Итак, постановка основного Вопроса в проблеме творчества: ДЛЯ ЧЕГО человек творит?..

В творчестве А.С. Пушкина есть много зарисовок мысли, в которых поэт дает вовсе неоднозначные ответы на постановку основного Вопроса, именно, подчеркиваю, как "неоднозначные". Ибо ответы эти не вписываются в обычное и посредственное морализаторство нравственности, так как ответы поэта парадоксальны, как парадоксален и сам поэт, человек-творец... Так в чем же, собственно, состоит эта парадоксальность творчества А.С. Пушкина?..

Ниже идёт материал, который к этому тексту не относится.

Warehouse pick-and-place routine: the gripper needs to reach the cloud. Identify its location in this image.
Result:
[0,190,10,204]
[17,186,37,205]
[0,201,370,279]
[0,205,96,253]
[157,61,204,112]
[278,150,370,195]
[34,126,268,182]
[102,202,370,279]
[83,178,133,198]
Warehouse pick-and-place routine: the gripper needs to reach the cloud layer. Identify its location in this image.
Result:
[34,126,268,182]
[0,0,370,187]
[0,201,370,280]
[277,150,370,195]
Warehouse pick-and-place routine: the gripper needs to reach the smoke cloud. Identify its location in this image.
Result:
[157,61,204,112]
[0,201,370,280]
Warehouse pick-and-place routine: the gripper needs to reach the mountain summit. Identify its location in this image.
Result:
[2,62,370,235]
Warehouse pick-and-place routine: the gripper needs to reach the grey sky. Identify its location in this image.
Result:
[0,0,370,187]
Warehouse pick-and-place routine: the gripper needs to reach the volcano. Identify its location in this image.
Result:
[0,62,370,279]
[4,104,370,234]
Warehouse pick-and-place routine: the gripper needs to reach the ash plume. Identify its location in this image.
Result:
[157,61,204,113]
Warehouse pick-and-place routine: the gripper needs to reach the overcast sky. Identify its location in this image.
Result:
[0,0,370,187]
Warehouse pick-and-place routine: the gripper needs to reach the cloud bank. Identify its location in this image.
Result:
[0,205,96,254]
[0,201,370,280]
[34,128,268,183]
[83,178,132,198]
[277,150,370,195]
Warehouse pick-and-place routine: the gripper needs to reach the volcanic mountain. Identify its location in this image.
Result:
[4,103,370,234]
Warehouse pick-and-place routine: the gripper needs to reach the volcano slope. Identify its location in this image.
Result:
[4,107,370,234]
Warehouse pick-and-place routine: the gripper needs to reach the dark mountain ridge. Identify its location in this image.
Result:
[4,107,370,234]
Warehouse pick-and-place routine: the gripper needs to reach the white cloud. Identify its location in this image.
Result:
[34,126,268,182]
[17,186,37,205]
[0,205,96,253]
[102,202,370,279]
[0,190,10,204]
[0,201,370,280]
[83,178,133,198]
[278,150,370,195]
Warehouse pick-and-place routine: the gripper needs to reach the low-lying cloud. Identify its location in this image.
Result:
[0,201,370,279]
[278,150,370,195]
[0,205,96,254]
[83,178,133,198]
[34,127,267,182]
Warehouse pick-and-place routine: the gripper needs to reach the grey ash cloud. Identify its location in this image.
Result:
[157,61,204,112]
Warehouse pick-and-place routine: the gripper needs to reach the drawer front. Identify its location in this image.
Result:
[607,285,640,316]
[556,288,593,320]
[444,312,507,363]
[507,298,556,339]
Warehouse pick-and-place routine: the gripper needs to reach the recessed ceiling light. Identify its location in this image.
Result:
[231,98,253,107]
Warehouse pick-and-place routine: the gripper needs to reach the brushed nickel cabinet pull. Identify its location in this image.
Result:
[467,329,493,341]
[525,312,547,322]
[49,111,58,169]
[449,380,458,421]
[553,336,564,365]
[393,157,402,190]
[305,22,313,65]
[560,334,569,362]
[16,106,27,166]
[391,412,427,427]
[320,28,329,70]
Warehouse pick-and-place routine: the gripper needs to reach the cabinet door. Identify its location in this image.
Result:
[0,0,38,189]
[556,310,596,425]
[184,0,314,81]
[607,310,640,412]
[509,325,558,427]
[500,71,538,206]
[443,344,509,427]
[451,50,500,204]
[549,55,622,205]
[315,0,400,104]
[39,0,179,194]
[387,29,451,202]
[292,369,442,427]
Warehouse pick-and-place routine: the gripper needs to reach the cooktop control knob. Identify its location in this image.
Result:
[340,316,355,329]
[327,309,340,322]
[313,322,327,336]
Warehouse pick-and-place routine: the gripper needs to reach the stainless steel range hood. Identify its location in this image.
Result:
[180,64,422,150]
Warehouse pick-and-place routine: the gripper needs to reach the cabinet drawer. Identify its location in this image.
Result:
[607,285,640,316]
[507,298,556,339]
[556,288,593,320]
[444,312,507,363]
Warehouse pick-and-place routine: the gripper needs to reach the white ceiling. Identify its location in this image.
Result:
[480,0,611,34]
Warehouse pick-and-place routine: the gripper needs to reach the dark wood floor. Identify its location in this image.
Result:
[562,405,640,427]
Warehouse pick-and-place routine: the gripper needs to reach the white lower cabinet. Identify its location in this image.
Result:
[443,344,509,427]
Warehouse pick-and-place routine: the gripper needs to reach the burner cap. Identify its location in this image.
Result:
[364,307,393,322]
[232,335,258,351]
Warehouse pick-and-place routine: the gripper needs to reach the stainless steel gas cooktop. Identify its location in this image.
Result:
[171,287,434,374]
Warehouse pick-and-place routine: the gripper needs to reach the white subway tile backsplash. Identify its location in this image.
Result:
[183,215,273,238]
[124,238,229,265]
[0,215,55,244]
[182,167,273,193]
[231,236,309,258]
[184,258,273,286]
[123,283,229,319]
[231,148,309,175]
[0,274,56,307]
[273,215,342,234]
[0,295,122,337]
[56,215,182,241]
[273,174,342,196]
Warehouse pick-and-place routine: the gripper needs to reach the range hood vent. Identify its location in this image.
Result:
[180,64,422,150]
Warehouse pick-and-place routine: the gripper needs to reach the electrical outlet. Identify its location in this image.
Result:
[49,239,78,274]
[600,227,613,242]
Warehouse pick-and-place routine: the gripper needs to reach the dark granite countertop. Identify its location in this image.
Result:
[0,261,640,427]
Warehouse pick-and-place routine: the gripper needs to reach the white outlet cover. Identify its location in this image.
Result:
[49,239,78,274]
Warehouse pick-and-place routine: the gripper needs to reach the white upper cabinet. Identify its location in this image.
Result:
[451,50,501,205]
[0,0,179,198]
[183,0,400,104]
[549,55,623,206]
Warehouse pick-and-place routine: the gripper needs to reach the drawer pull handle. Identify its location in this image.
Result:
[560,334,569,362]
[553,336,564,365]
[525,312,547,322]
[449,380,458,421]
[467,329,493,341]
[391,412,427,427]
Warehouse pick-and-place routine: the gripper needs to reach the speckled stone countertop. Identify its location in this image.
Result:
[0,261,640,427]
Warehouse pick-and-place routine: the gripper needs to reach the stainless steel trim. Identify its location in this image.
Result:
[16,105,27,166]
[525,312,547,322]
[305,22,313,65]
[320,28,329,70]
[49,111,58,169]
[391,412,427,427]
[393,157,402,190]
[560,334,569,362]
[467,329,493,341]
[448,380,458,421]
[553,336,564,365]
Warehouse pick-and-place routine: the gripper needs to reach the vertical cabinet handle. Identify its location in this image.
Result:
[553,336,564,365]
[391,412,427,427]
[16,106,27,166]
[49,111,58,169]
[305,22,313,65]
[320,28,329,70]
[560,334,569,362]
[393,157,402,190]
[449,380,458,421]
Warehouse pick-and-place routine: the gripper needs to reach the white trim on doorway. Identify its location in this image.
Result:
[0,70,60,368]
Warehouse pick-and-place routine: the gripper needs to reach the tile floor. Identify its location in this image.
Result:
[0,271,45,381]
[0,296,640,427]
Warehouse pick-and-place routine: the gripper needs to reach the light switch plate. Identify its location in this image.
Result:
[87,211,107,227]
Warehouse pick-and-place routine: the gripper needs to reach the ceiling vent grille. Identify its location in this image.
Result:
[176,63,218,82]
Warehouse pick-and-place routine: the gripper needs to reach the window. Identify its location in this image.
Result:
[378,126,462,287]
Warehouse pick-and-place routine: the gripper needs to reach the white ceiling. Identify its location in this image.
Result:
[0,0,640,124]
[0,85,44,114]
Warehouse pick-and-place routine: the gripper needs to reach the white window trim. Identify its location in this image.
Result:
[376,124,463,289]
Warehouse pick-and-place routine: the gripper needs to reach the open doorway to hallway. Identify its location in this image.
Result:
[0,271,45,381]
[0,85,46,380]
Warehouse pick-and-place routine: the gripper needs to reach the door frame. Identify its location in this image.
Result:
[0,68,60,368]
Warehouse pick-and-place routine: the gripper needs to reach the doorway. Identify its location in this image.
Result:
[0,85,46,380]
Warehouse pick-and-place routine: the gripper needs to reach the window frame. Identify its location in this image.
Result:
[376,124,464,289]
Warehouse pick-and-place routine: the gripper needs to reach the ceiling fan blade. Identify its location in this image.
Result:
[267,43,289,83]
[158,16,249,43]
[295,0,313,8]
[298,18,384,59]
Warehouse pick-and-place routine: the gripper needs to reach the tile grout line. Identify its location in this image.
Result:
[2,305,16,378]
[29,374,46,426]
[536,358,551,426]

Однажды, мне открылось, что то что рассматривал и раскрывал Николай Бердяев в своей философии, исследовав проблему творчества, уже в сжатом виде есть у Пушкина в "Разговоре", как и созвучие образов проблемы творчества в "Разговоре" Пушкина и в фильме "Человек с бульвара Капуцинов". Нужно заметить, что упоминание данного художественного фильма не дОлжно вызывать у читателя надменную усмешку и снисходительное предрасположение, не должно недооценивать этот фильм, как всего лишь легкомысленную комедию, в которой собрано созвездие гениальных актеров лишь для того, чтоб только повеселить публику. Как это покажется для кого-то странным и парадоксальным, но в худ. фильме "Человек с бульвара Капуцинов" поставлена глубочайшая метафизическая проблематика творчества, как и проблема Смысла Культуры, в целом. И вот, по-моему, "сегодня" есть потребность актуализировать "литературную классику" и, подняв её с океанического дна древности и стряхнув илистую муть временного, удивиться её современности и актуальности, исходя из постановки проблемы как из глубины нового 21-го века, так и из глубин Вечного...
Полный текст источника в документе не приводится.